PROPYLTHIOURACIL (PTU) (proe pill thye oh YOOR a sill) lowers the amount of thyroid hormone made by the thyroid gland. It treats hyperthyroidism (where the thyroid gland makes too much hormone). It also is used before thyroid surgery or radioactive iodine treatment.
This medicine may be used for other purposes; ask your health care provider or pharmacist if you have questions.
They need to know if you have any of these conditions: -liver disease -low blood counts, like low white cell counts -an unusual or allergic reaction to propylthiouracil, other medicines, foods, dyes, or preservatives -pregnant or trying to get pregnant -breast-feeding
Take this medicine by mouth. Follow the directions on the prescription label. Take your doses at regular intervals. Do not take your medicine more often than directed. Do not stop taking except on your doctor's advice. A special MedGuide will be given to you by the pharmacist with each prescription and refill. Be sure to read this information carefully each time. Talk to your pediatrician regarding the use of this medicine in children. This drug is generally not recommended in children. While this drug may be prescribed for children as young as 6 years for selected rare conditions, precautions do apply.
Overdosage: If you think you have taken too much of this medicine contact a poison control center or emergency room at once. NOTE: This medicine is only for you. Do not share this medicine with others.
-aminophylline -certain medicines for high blood pressure, heart disease, or irregular heartbeat like metoprolol and propranolol -digoxin -theophylline -warfarin
This list may not describe all possible interactions. Give your health care provider a list of all the medicines, herbs, non-prescription drugs, or dietary supplements you use. Also tell them if you smoke, drink alcohol, or use illegal drugs. Some items may interact with your medicine.
Visit your doctor or health care professional for regular checks on your progress. Tell your doctor or healthcare professional if your symptoms do not start to get better or if they get worse. It may take time for your condition to improve. You will need tests to check your blood counts and to make sure your body is making the right amount of thyroid hormone. Call your doctor or health care professional for advice if you get a fever, chills or sore throat. Do not treat yourself. Women should inform their doctor if they wish to become pregnant or think they might be pregnant. Talk to your doctor or pharmacist for more information. If you are going to need surgery or other procedure, tell your doctor that you are using this medicine.

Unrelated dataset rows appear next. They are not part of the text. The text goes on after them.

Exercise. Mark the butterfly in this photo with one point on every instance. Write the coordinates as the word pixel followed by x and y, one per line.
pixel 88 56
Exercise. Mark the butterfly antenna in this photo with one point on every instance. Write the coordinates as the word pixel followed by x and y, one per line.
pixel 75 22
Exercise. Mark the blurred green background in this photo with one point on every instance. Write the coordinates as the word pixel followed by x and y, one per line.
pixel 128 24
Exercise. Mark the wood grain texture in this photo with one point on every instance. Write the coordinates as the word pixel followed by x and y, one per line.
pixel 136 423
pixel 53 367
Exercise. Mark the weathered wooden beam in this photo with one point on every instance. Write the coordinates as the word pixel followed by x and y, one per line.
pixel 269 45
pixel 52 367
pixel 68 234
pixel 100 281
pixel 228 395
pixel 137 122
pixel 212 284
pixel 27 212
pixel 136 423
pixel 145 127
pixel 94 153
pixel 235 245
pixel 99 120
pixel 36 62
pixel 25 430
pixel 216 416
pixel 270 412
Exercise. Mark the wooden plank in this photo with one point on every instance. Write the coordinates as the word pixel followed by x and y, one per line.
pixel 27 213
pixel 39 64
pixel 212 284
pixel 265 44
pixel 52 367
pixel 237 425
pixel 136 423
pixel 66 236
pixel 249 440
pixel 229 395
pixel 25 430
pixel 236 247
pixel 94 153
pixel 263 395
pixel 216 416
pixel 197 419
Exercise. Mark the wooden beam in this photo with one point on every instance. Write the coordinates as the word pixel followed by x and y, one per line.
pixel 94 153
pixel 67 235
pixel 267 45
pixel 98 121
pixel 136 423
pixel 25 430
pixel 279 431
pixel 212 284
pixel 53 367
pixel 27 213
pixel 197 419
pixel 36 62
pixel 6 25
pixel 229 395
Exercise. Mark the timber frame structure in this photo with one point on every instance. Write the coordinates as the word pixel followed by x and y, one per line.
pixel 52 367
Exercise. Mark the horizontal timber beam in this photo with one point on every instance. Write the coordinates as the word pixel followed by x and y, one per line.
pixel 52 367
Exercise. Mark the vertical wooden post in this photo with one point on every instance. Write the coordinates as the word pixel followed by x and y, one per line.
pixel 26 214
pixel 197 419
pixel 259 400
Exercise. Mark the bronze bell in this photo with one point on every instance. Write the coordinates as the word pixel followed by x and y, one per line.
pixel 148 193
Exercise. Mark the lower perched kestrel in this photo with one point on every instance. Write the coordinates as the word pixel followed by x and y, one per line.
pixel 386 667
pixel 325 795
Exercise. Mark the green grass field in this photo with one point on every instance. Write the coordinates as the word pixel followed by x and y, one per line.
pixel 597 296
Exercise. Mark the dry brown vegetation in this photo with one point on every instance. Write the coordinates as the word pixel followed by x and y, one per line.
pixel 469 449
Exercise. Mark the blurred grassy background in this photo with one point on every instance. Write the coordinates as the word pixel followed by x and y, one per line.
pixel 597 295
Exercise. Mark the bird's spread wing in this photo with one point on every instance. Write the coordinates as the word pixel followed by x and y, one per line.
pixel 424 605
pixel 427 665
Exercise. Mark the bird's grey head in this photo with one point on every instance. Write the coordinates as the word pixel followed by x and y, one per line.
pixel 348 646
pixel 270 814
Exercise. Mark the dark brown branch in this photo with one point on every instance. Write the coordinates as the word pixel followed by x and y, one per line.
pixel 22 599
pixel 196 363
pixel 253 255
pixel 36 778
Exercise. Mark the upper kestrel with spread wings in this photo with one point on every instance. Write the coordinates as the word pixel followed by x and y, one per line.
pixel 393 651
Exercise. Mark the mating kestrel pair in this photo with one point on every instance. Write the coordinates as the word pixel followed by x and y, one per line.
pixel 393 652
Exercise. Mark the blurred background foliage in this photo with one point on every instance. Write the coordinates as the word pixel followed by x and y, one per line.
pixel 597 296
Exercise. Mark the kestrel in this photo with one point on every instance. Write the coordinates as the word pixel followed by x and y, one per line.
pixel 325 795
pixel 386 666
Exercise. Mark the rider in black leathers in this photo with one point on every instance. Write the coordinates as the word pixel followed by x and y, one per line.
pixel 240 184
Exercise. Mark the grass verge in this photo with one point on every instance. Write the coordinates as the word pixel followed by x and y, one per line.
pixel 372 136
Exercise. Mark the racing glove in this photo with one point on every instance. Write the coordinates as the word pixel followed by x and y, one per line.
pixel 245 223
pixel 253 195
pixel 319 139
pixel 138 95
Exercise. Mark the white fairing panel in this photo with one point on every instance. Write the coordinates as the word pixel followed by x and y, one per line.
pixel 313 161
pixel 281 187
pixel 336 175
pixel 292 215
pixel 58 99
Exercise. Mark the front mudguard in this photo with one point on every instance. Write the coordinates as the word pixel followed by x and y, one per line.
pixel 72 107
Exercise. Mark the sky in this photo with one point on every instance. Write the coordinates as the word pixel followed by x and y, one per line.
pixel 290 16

Side effects that you should report to your doctor or health care professional as soon as possible: -allergic reactions like skin rash, itching or hives, swelling of the face, lips, or tongue) -breathing problems -changes in vision -joint pain -low blood counts - this medicine may decrease the number of white blood cells. You may be at increased risk for infection -mouth sores -numbness or tingling in the hands or feet -redness, blistering, peeling or loosening of the skin, including inside the mouth -signs and symptoms of infection like fever or chills; sore throat -signs and symptoms of liver injury like dark yellow or brown urine; general ill feeling or flu-like symptoms; light-colored stools; loss of appetite; nausea; right upper belly pain; unusually weak or tired; yellowing of the eyes or skin -trouble passing urine or change in the amount of urine -unusual bleeding or bruising Side effects that usually do not require medical attention (report to your doctor or health care professional if they continue or are bothersome): -change in taste -dizziness -drowsiness -hair loss -headache -nausea, vomiting -upset stomach
This list may not describe all possible side effects. Call your doctor for medical advice about side effects.
Keep out of the reach of children. Store at room temperature between 20 and 25 degrees C (68 and 77 degrees F). Keep tightly closed. Throw away any unused medicine after the expiration date.